Naro Antonino, Leo Antonino, Buda Antonio, Manuli Alfredo, Bramanti Alessia, Bramanti Placido, Calabrò Rocco Salvatore
IRCCS Centro Neurolesi "Bonino-Pulejo", Messina, Italy.
IRCCS Centro Neurolesi "Bonino-Pulejo", Messina, Italy.
Brain Res. 2016 Sep 1;1646:262-268. doi: 10.1016/j.brainres.2016.06.012. Epub 2016 Jun 8.
Behavioral responsiveness and awareness levels correlate with the degree of functional connectivity within cortical-thalamocortical networks, whose breakdown accounts for chronic disorders of consciousness (DOC). Our study was aimed at assessing the role of the primary motor area (M1) and premotor-M1 circuitry dysfunction in motor output deterioration in minimally conscious state (MCS) and unresponsive wakefulness syndrome (UWS) patients. As a control group, we included a healthy subject (HC) sample in the study. We evaluated the effects of different types of transcranial magnetic stimuli over M1 by recording post-stimulus time histogram (PSTH), which includes a series of peaks of unit firing activity that match with D and I-waves, characterizing the descending corticospinal volleys evoked by transcranial magnetic stimuli. As compared to HC, DOC patients showed a dysfunction of intra-M1 and premotor-M1 circuits, which correlated with the Coma Recovery Scale-Revised scorings. Nonetheless, one UWS patient showed a partially preserved premotor-M1 circuitry, paralleled by a severe intra-M1 circuitry dysfunction.
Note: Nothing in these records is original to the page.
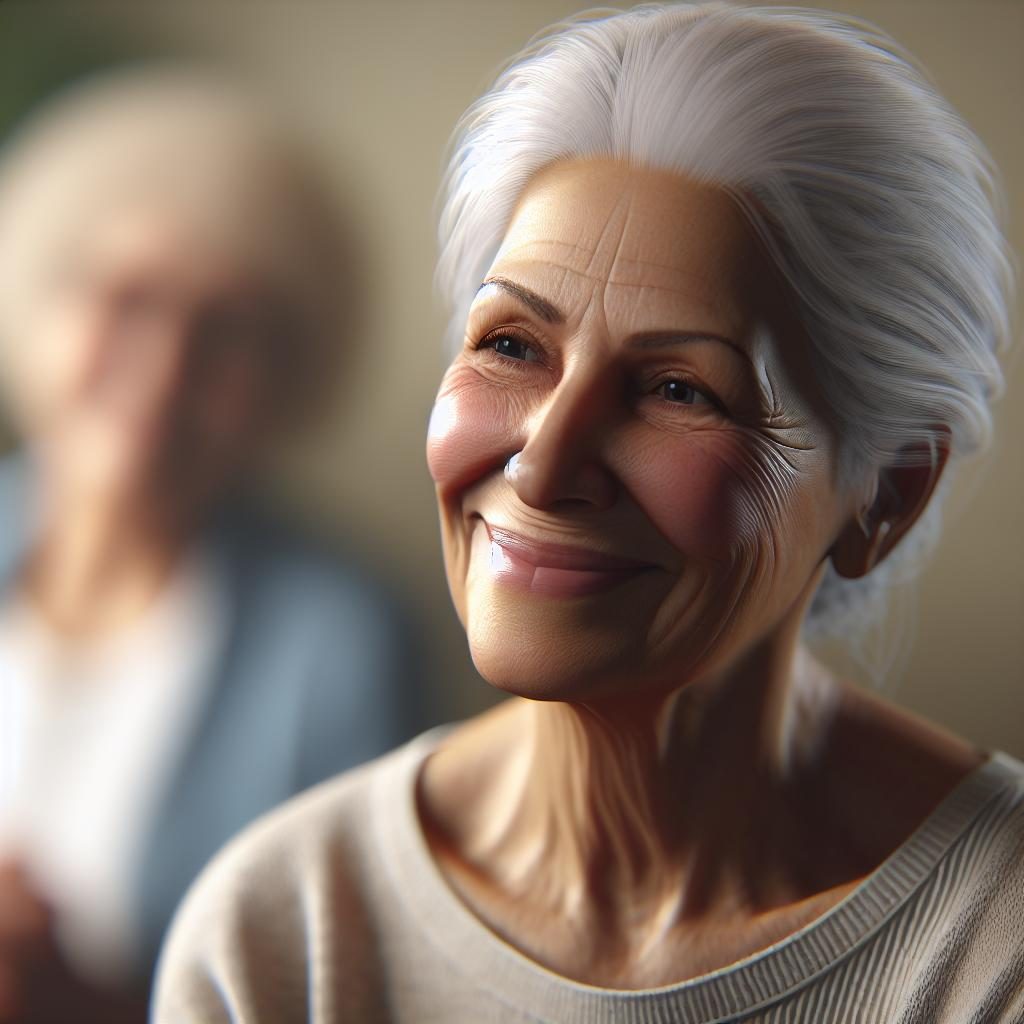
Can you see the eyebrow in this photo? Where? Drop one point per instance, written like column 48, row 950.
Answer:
column 649, row 339
column 540, row 305
column 663, row 339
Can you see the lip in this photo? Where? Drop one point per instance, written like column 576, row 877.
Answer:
column 554, row 569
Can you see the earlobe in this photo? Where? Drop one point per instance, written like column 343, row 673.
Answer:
column 901, row 493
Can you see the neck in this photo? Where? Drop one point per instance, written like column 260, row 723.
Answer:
column 619, row 804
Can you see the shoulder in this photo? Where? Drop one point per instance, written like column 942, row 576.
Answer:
column 285, row 907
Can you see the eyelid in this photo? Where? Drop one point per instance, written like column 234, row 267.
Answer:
column 526, row 336
column 711, row 396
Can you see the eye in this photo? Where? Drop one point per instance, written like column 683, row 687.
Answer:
column 681, row 392
column 510, row 346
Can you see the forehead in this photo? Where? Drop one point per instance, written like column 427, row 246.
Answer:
column 633, row 228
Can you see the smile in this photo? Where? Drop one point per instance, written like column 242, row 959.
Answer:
column 555, row 570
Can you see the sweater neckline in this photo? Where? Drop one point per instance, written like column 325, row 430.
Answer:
column 756, row 981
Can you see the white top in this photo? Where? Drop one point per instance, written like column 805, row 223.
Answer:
column 332, row 910
column 89, row 735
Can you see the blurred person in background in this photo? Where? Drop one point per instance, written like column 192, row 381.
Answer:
column 173, row 660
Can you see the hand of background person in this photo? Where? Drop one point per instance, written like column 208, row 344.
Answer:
column 37, row 985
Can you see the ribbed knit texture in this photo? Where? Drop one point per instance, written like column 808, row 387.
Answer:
column 332, row 910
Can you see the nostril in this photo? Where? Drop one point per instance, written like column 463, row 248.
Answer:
column 512, row 468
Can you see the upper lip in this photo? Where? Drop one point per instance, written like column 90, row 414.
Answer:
column 560, row 556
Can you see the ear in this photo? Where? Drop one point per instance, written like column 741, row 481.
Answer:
column 900, row 493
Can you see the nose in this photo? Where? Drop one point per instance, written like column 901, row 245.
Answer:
column 562, row 463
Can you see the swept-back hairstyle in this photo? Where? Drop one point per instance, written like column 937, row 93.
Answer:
column 879, row 205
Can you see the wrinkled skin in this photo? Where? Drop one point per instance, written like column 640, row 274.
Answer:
column 701, row 459
column 638, row 494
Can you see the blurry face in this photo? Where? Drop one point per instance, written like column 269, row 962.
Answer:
column 144, row 361
column 636, row 483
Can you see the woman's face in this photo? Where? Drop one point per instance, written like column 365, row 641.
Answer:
column 143, row 367
column 635, row 476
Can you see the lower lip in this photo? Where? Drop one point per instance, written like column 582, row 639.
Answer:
column 507, row 568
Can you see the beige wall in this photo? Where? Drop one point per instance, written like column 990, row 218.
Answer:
column 380, row 85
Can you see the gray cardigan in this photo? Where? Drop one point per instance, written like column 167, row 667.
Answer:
column 315, row 673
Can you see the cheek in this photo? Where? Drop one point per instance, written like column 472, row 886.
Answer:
column 474, row 427
column 713, row 497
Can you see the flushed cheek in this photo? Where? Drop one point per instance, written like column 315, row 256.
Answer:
column 474, row 427
column 698, row 493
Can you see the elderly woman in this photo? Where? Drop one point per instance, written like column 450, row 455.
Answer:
column 172, row 662
column 727, row 285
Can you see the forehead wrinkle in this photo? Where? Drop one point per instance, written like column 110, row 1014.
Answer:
column 609, row 242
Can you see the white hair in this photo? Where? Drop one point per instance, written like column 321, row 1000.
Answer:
column 880, row 206
column 188, row 142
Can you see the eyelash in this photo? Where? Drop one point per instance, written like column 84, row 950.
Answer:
column 492, row 338
column 520, row 337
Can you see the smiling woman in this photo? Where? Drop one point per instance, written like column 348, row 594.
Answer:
column 727, row 288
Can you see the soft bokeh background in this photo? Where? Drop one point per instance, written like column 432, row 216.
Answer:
column 377, row 87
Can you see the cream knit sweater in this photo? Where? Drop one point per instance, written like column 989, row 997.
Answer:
column 331, row 910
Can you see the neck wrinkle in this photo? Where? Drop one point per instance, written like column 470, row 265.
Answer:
column 634, row 801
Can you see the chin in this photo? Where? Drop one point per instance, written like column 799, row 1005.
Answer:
column 571, row 667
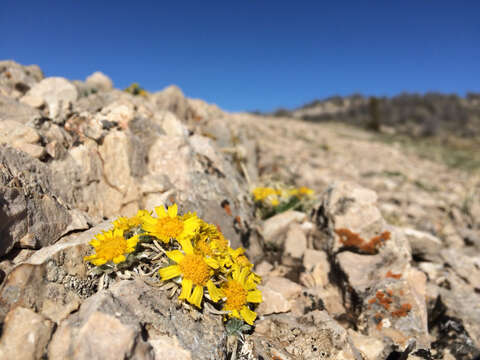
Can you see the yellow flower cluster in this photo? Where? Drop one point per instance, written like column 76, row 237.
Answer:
column 200, row 257
column 270, row 196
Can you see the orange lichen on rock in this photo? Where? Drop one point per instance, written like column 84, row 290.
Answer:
column 351, row 239
column 402, row 311
column 392, row 275
column 372, row 246
column 383, row 300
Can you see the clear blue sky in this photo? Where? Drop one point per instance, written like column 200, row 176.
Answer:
column 248, row 55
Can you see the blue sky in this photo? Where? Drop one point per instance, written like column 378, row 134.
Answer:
column 252, row 54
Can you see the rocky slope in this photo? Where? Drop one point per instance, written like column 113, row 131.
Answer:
column 385, row 266
column 411, row 114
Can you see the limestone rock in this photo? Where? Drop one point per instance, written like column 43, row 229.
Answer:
column 100, row 81
column 423, row 245
column 25, row 335
column 16, row 111
column 274, row 227
column 57, row 92
column 19, row 78
column 117, row 314
column 295, row 242
column 172, row 99
column 32, row 205
column 33, row 101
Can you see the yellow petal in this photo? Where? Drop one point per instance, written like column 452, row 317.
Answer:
column 254, row 296
column 237, row 252
column 175, row 255
column 212, row 263
column 186, row 289
column 117, row 232
column 169, row 272
column 235, row 313
column 95, row 242
column 161, row 213
column 248, row 315
column 196, row 297
column 98, row 262
column 132, row 242
column 119, row 259
column 215, row 293
column 173, row 210
column 242, row 275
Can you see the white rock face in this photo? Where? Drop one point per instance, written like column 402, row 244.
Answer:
column 100, row 81
column 57, row 92
column 21, row 137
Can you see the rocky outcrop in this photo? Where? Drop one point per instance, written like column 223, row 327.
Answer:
column 384, row 266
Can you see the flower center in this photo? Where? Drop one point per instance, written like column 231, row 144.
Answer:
column 203, row 247
column 168, row 227
column 194, row 268
column 236, row 295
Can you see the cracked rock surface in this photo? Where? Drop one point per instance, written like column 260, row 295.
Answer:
column 386, row 265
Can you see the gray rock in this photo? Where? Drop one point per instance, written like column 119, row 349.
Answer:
column 295, row 242
column 312, row 336
column 100, row 81
column 118, row 314
column 57, row 92
column 25, row 335
column 32, row 208
column 274, row 228
column 15, row 111
column 172, row 99
column 17, row 77
column 423, row 245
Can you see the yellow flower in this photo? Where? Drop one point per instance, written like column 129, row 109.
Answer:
column 169, row 225
column 196, row 271
column 126, row 224
column 240, row 290
column 210, row 241
column 274, row 201
column 305, row 191
column 111, row 246
column 261, row 193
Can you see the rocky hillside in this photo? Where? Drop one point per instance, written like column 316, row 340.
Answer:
column 384, row 264
column 409, row 114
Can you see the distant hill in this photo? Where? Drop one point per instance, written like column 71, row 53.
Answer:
column 411, row 114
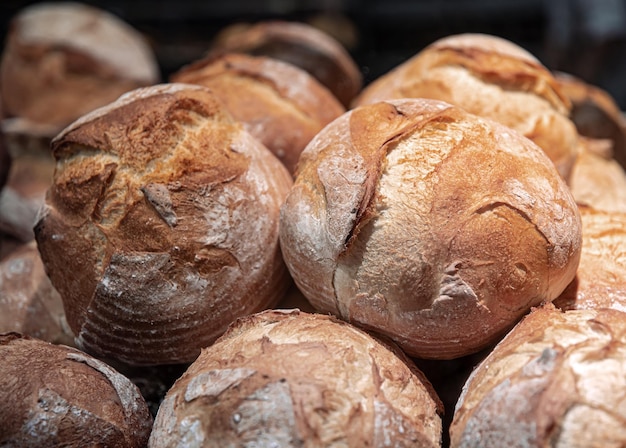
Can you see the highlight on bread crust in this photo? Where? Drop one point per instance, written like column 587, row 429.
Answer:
column 433, row 226
column 53, row 395
column 278, row 103
column 161, row 225
column 288, row 378
column 557, row 379
column 491, row 77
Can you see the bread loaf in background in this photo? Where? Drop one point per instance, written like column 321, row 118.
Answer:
column 278, row 103
column 161, row 226
column 62, row 60
column 287, row 378
column 491, row 77
column 53, row 395
column 601, row 276
column 557, row 379
column 430, row 225
column 301, row 45
column 29, row 304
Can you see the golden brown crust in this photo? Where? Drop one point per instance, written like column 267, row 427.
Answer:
column 557, row 379
column 53, row 395
column 161, row 226
column 430, row 225
column 597, row 179
column 490, row 77
column 29, row 304
column 298, row 379
column 303, row 46
column 280, row 104
column 601, row 277
column 61, row 61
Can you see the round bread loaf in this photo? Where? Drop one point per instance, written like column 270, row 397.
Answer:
column 597, row 179
column 53, row 396
column 557, row 379
column 278, row 103
column 428, row 224
column 62, row 60
column 595, row 113
column 601, row 277
column 302, row 380
column 29, row 304
column 491, row 77
column 301, row 45
column 161, row 226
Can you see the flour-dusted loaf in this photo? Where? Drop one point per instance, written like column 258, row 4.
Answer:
column 161, row 226
column 557, row 379
column 53, row 396
column 278, row 103
column 601, row 276
column 29, row 304
column 62, row 60
column 428, row 224
column 292, row 379
column 302, row 45
column 491, row 77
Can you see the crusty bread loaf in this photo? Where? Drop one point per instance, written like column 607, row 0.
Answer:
column 292, row 379
column 278, row 103
column 303, row 46
column 62, row 60
column 557, row 379
column 597, row 179
column 161, row 225
column 491, row 77
column 29, row 304
column 601, row 277
column 53, row 396
column 428, row 224
column 595, row 113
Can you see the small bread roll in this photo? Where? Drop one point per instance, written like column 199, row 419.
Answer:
column 491, row 77
column 53, row 396
column 278, row 103
column 302, row 45
column 597, row 180
column 292, row 379
column 601, row 277
column 557, row 379
column 595, row 113
column 428, row 224
column 29, row 304
column 62, row 60
column 161, row 226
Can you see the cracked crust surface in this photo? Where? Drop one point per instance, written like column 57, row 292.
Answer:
column 161, row 226
column 430, row 225
column 493, row 78
column 557, row 379
column 288, row 378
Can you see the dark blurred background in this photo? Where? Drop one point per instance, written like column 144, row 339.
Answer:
column 586, row 38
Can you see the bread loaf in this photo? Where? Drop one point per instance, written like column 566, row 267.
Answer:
column 53, row 395
column 295, row 379
column 161, row 226
column 557, row 379
column 301, row 45
column 601, row 276
column 428, row 224
column 62, row 60
column 491, row 77
column 29, row 304
column 278, row 103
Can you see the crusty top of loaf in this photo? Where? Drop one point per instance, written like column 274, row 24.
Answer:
column 91, row 31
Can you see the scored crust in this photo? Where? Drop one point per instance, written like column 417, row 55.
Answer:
column 161, row 226
column 428, row 224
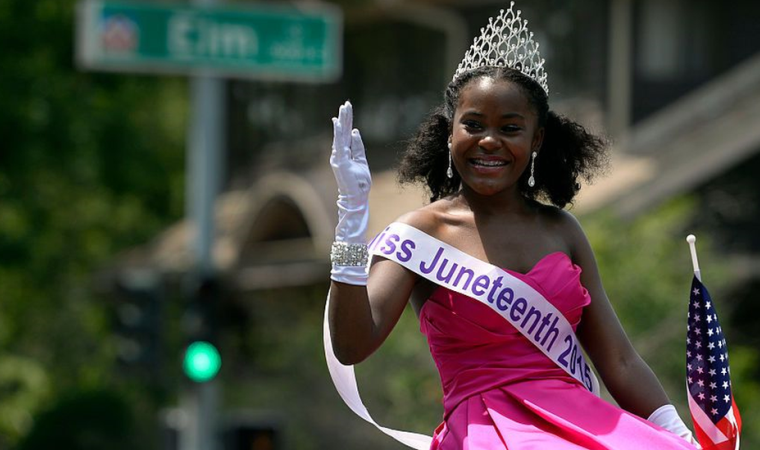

Our data suggest that motor unresponsiveness in some DOC patients may be due to a pure motor output failure, as in the functional locked-in syndrome (fLIS), rather than to a premotor-motor connectivity impairment, which instead characterizes MCS and UWS.
行为反应性和意识水平与皮质-丘脑皮质网络内的功能连接程度相关,该网络的破坏是慢性意识障碍(DOC)的原因。我们的研究旨在评估初级运动区(M1)和运动前区-M1神经回路功能障碍在最低意识状态(MCS)和无反应觉醒综合征(UWS)患者运动输出恶化中的作用。作为对照组,我们在研究中纳入了健康受试者(HC)样本。我们通过记录刺激后时间直方图(PSTH)来评估不同类型的经颅磁刺激对M1的影响,PSTH包括一系列与D波和I波匹配的单位放电活动峰值,表征经颅磁刺激诱发的皮质脊髓下行冲动。与HC相比,DOC患者表现出M1内和运动前区-M1神经回路功能障碍,这与昏迷恢复量表修订版评分相关。尽管如此,一名UWS患者的运动前区-M1神经回路部分保留,同时伴有严重的M1内神经回路功能障碍。我们的数据表明,一些DOC患者的运动无反应可能是由于纯粹的运动输出失败,如功能性闭锁综合征(fLIS),而不是运动前区-运动连接受损,而MCS和UWS的特征是运动前区-运动连接受损。